Sistema de inteligência artificial é apresentado em reunião na PRR1
A Procuradoria Regional da República da 1ª Região (PRR1) sediou apresentação sobre a implementação de sistemas de inteligência artificial em prol da justiça brasileira. Realizado no começo deste mês, o encontro teve participação de profissionais de tecnologia da informação do Tribunal de Justiça de Rondônia (TJ/RO), desenvolvedores do sistema Sinapses.

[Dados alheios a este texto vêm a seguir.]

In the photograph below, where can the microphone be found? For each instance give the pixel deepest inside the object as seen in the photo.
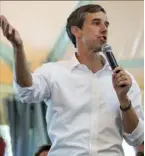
(107, 50)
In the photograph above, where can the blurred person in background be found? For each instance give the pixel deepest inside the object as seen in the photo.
(2, 146)
(91, 112)
(140, 150)
(43, 150)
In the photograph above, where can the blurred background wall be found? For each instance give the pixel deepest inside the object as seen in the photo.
(42, 28)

Mikaell de Araújo e Alcides Campos, analistas de desenvolvimento do TJ/RO, fizeram breve apresentação da interface do sistema, comentaram sobre suas funcionalidades e narraram etapas cumpridas pela equipe de desenvolvedores do tribunal para elaborar e implementar plataforma no âmbito da instituição.
Representando a PRR1 estavam o procurador regional da República Bruno Acioli e o coordenador de tecnologia da informação e comunicação Cristiano Reis. Estiveram presentes, ainda, Rildo Brito Costa, assessor-chefe de apoio técnico à investigação da Secretaria de Perícia, Pesquisa e Análise (SPPEA), e Weslei Gomes de Sousa, assessor-chefe de projetos da Ouvidoria do MPF e assessor técnico do grupo de ferramentas de TI da 5ª Câmara de Coordenação e Revisão.

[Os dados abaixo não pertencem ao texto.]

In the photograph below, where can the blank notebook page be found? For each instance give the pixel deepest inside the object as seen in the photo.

Sinapses – O sistema desenvolvido em Rondônia tem como principal objetivo automatizar atividades repetitivas, desonerando servidores dessas atribuições e, por consequência, aumentando a produtividade dos setores. Como exemplo, foi citada a classificação de processos por temas. Através de um conceito conhecido como machine learning, ou seja, “ensinando” a máquina, é possível que ela identifique padrões recorrentes e automatize este tipo de atividade, substituindo o trabalho de toda uma equipe de servidores.
Contrariando uma ideia muito comum, as inovações em inteligência artificial não chegam para roubar o espaço das pessoas, mas para complementar o trabalho delas. “A ideia é que a máquina execute o trabalho repetitivo, automático, liberando, assim, os servidores para pensar e realizar as tarefas que só o ser humano tem a capacidade de fazer”, afirma Mikaell.
A tarefa de “ensinar” a máquina, por sua vez, foi descrita por Alcides. “Alimentamos o banco de dados do sistema para que ele pudesse reconhecer e classificar, por exemplo, uma petição inicial. Para isso, cadastramos inúmeros exemplos, sempre categorizando os componentes de um documento deste tipo: partes, causa de pedir, valor da ação, ementa. Por fim, o sistema conseguiu identificar e classificar mesmo aquelas peças mal digitalizadas, impossíveis de se reconhecer a olho nu”, conta.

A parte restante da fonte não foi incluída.